Predictive maintenance applications, such as vibration analysis of factory-floor machinery, are a good example. Today, these always-on predictive-maintenance applications first collect sensor data from multiple sensor nodes (the endpoints) on each piece of equipment, then digitize, process, store, and transmit all data to the cloud for FFT and other higher-power analyses. These sensor nodes require large amounts of memory, the capability to transmit significant amounts of data, and a battery large enough to digitize, process and transmit all data without requiring frequent recharging.  That’s a tall order not easily filled, but the analogML core offers numerous power and data optimization benefits for this class of applications—even without tapping into its neural network for inferencing. So how does that work?

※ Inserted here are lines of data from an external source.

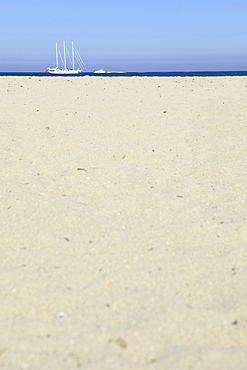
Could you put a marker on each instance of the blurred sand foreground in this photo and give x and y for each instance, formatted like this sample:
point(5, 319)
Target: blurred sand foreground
point(123, 223)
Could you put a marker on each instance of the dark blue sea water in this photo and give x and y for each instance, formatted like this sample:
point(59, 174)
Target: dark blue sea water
point(132, 74)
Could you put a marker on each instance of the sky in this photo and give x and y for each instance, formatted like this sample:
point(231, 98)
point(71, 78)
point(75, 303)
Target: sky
point(125, 35)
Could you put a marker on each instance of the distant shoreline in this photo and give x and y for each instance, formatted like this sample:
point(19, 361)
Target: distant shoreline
point(134, 74)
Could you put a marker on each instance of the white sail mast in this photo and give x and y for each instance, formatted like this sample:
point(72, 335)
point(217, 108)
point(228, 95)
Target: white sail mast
point(73, 56)
point(56, 56)
point(64, 55)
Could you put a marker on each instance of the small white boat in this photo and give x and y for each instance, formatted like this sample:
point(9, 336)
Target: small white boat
point(75, 57)
point(100, 71)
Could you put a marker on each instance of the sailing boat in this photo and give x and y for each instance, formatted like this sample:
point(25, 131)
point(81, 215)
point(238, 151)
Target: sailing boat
point(75, 56)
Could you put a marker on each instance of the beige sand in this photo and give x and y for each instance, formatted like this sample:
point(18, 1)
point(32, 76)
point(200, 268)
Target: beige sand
point(123, 223)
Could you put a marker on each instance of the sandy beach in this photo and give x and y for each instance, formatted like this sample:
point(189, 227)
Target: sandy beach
point(123, 223)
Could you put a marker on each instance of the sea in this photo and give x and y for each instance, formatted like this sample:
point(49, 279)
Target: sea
point(133, 74)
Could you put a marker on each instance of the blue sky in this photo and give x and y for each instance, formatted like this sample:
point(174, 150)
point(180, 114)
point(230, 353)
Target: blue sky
point(130, 35)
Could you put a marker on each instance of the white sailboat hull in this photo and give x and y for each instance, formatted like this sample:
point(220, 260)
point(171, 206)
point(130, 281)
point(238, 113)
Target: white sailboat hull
point(58, 71)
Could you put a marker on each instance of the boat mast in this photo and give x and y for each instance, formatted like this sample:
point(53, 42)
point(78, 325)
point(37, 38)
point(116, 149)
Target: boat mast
point(64, 55)
point(56, 56)
point(73, 56)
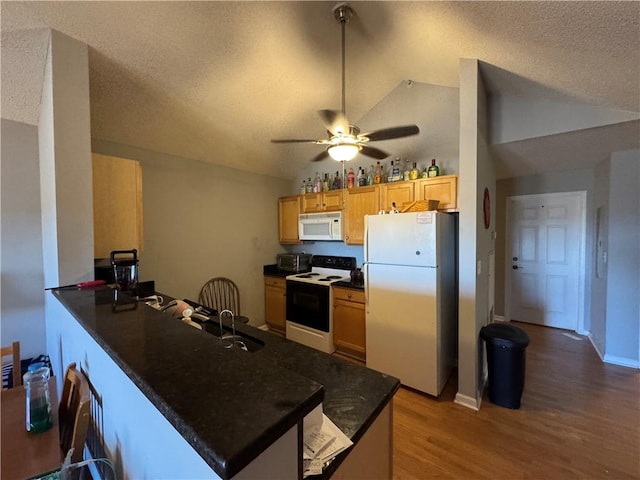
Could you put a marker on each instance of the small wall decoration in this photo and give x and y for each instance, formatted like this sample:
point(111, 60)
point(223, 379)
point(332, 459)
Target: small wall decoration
point(487, 208)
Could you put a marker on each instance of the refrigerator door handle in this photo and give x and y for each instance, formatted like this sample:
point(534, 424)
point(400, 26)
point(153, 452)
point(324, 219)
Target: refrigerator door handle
point(365, 271)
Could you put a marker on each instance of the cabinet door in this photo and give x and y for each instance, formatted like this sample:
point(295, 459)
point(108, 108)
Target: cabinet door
point(399, 192)
point(275, 303)
point(288, 210)
point(349, 330)
point(117, 205)
point(360, 201)
point(444, 189)
point(332, 201)
point(312, 202)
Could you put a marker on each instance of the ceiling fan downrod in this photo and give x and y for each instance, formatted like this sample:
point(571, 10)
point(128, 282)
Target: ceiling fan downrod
point(343, 14)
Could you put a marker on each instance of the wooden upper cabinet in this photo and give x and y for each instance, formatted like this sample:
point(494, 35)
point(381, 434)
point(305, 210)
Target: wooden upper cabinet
point(398, 192)
point(117, 205)
point(444, 189)
point(322, 202)
point(288, 210)
point(359, 202)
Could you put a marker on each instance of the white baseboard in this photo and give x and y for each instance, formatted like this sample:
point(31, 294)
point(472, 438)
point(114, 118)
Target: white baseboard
point(622, 361)
point(467, 401)
point(595, 347)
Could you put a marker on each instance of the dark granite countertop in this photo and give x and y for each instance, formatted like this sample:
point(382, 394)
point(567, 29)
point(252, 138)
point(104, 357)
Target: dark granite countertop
point(273, 271)
point(277, 385)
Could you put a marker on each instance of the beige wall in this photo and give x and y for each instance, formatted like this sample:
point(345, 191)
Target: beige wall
point(203, 220)
point(477, 171)
point(22, 281)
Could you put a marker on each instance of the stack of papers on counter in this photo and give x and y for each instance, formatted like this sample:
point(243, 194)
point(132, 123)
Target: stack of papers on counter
point(322, 440)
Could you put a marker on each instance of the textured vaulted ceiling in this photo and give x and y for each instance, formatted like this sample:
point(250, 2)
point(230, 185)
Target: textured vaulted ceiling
point(214, 81)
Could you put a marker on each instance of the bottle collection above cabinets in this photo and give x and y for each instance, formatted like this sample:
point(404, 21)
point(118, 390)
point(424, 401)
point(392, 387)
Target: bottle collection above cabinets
point(359, 201)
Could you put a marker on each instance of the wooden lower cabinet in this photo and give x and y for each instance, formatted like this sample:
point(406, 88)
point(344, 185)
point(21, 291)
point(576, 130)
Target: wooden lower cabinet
point(349, 332)
point(275, 303)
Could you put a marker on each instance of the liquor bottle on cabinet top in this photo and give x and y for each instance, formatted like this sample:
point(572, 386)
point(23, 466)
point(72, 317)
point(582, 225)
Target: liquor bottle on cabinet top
point(396, 170)
point(414, 173)
point(406, 173)
point(377, 174)
point(351, 178)
point(337, 182)
point(434, 170)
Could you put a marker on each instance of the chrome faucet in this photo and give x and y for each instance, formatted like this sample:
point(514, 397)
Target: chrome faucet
point(233, 331)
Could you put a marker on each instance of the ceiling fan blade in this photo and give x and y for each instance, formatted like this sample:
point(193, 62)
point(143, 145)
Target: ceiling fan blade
point(373, 152)
point(321, 156)
point(392, 132)
point(334, 121)
point(293, 140)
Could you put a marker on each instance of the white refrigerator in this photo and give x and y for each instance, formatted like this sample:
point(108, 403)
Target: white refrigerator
point(411, 301)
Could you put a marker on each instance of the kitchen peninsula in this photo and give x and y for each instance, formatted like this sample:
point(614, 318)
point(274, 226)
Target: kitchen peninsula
point(176, 403)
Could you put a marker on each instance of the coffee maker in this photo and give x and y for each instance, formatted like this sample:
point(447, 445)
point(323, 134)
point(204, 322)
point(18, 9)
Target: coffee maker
point(125, 269)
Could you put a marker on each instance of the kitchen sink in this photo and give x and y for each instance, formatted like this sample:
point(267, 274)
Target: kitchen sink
point(243, 341)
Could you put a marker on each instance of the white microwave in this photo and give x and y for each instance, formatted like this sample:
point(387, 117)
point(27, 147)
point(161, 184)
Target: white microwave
point(320, 226)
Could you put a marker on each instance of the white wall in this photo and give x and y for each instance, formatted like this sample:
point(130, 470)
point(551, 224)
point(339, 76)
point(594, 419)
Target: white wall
point(572, 181)
point(477, 172)
point(22, 282)
point(623, 266)
point(203, 220)
point(65, 164)
point(597, 320)
point(517, 118)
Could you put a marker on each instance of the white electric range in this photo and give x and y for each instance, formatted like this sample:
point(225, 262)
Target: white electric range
point(310, 301)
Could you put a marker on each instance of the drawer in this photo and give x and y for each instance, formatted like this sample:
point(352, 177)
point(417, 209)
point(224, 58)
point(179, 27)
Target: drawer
point(348, 294)
point(279, 282)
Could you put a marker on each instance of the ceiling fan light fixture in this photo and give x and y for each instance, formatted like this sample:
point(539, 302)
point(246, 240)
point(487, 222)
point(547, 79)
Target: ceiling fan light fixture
point(343, 152)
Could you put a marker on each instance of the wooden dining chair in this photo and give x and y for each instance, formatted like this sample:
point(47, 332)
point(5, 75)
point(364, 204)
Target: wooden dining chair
point(14, 350)
point(73, 413)
point(220, 293)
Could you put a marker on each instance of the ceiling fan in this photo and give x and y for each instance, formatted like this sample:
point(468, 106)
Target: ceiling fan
point(345, 140)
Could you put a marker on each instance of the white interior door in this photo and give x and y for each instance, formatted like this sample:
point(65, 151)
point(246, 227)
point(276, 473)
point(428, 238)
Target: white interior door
point(544, 264)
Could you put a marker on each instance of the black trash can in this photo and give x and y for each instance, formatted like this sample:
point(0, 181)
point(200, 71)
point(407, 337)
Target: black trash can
point(506, 348)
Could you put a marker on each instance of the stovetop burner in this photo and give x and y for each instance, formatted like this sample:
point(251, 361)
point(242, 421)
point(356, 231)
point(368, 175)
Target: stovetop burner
point(324, 270)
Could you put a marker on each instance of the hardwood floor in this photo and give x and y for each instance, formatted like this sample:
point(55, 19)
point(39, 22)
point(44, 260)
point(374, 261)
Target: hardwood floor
point(579, 418)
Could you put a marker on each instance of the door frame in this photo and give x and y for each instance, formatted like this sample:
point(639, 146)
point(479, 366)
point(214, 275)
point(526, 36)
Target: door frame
point(582, 231)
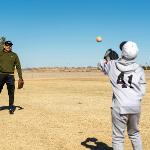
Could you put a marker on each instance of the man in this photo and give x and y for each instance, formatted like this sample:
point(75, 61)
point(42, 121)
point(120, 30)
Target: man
point(128, 85)
point(8, 61)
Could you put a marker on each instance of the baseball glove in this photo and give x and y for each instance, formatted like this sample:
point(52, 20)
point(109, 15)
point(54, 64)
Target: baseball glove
point(20, 83)
point(110, 55)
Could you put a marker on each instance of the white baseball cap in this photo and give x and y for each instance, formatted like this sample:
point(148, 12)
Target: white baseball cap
point(129, 50)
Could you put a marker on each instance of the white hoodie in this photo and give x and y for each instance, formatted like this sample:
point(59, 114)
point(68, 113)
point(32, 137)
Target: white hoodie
point(128, 84)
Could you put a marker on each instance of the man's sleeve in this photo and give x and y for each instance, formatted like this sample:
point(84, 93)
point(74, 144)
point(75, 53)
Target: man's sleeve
point(18, 67)
point(104, 66)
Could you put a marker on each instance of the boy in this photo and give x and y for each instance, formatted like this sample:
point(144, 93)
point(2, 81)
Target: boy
point(128, 85)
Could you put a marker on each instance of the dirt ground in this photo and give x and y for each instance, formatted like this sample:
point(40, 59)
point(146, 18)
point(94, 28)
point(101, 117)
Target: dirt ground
point(64, 111)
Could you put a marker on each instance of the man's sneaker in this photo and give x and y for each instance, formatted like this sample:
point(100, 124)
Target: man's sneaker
point(11, 110)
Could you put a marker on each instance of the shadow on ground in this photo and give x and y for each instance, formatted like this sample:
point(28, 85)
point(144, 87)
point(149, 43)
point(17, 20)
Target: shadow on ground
point(7, 107)
point(94, 144)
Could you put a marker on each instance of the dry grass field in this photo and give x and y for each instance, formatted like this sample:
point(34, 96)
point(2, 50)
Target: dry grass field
point(64, 111)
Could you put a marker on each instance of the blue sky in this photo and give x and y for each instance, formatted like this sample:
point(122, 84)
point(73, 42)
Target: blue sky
point(49, 33)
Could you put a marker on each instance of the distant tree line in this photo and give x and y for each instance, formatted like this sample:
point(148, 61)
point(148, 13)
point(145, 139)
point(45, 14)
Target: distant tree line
point(3, 39)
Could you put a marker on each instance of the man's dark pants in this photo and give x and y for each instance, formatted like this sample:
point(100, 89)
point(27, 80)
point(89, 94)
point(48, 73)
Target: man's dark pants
point(10, 82)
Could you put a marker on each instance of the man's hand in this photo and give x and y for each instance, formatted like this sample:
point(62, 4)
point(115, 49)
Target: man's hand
point(20, 83)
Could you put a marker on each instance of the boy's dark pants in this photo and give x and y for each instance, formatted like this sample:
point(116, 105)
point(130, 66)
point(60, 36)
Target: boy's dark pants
point(10, 82)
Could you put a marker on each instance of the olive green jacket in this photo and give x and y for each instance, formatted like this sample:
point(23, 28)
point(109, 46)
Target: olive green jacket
point(8, 62)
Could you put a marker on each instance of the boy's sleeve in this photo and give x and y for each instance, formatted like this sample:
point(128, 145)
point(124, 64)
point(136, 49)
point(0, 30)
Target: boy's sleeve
point(142, 83)
point(104, 66)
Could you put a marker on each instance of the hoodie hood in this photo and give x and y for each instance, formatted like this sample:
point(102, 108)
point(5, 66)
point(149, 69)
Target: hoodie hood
point(126, 65)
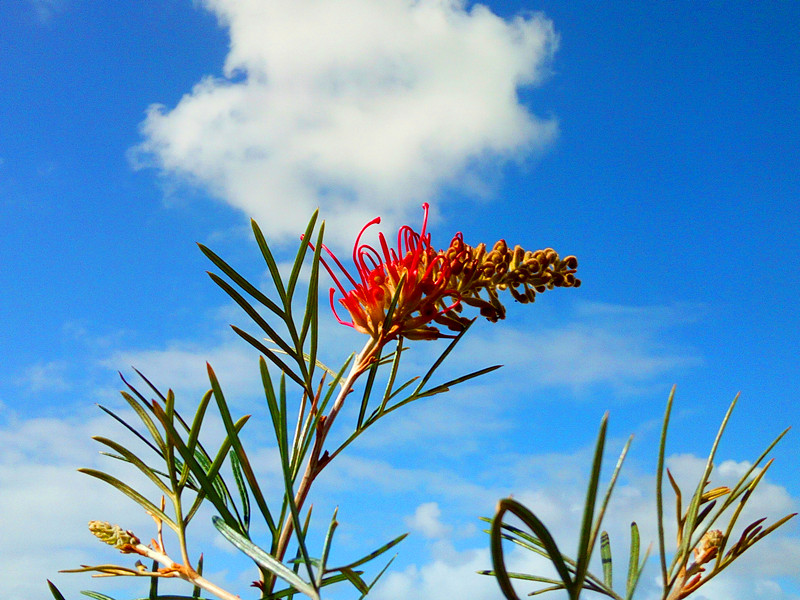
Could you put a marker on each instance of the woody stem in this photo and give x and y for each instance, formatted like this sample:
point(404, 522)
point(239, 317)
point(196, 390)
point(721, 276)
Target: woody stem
point(315, 465)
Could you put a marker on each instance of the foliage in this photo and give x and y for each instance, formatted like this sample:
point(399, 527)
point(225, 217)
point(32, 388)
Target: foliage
point(408, 293)
point(699, 547)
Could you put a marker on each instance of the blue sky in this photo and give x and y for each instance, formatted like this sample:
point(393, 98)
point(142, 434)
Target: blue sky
point(657, 142)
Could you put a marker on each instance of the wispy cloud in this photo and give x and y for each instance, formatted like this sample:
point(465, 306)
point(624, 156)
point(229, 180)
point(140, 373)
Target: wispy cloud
point(47, 9)
point(45, 377)
point(358, 106)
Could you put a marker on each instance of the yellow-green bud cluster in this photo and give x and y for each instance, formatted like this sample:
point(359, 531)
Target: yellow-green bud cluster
point(113, 535)
point(709, 542)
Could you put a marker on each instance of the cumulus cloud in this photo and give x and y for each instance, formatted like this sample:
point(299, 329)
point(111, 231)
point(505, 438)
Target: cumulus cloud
point(358, 106)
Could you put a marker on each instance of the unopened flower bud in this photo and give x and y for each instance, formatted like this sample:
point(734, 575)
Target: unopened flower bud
point(113, 535)
point(710, 541)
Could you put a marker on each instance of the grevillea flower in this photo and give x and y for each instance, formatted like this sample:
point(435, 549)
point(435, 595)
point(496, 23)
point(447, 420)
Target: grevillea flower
point(432, 286)
point(416, 274)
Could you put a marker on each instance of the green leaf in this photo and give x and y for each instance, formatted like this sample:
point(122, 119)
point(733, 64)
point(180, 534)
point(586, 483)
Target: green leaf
point(605, 557)
point(255, 316)
point(262, 558)
point(377, 577)
point(270, 354)
point(326, 548)
point(194, 434)
point(135, 461)
point(541, 532)
point(236, 467)
point(54, 591)
point(133, 495)
point(96, 595)
point(633, 562)
point(206, 483)
point(662, 446)
point(241, 281)
point(373, 554)
point(586, 543)
point(635, 568)
point(233, 438)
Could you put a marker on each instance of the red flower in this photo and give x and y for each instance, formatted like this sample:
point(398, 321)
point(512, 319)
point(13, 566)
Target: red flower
point(415, 272)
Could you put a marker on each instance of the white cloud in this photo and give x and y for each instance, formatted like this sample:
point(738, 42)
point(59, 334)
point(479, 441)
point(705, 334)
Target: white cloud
point(47, 9)
point(359, 106)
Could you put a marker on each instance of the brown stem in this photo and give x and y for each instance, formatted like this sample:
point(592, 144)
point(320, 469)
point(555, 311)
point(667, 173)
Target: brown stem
point(317, 461)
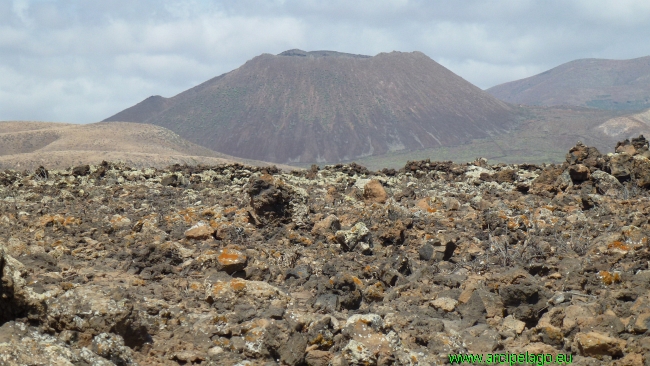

In addition to inferencing, the analogML core:

  • Provides direct interfacing to multiple types of analog sensors as well as pre-processing of raw analog data directly from the sensors, e.g., filtering and amplification, offloading essential calculations from the MCU.
  • Promotes higher levels of data analysis by extracting important features from the analog sensor data and calculating more usable information, such as crest factor or peak velocity.
  • Delivers ultra-low-power analog pre-processing and feature extraction—reducing the amount of data requiring digitization, processing, storage and transmission. This translates into extended battery life (or a smaller battery), potentially eliminating or otherwise reducing the functional requirements of other system components (e.g., processing, memory, wireless capabilities). And this decreases the size and reduces the cost of the sensor nodes.
  • Keeps downstream digital components asleep until it sends a wake-up trigger for additional battery life extension.

 

And machine learning, too

Of course, predictive maintenance applications can also leverage the full capabilities of the analogML core by using the neural network to detect early failure warning signs and alert operators to changes that indicate an upcoming machine fault. Integrating this funcitonality keeps the entire digital system off unless imminent failure is detected, leading to the longest battery life, smallest size, and lowest-cost solution for the sensor nodes.

Regardless of how the analogML core is implemented in a predictive maintenance system or other always-on sensing application, it’s so much more than a traditional machine learning processor: It’s a unique, software-programmable analog processing chip that offers inferencing as just one of its many analog processing capabilities that together reduce power, size and cost.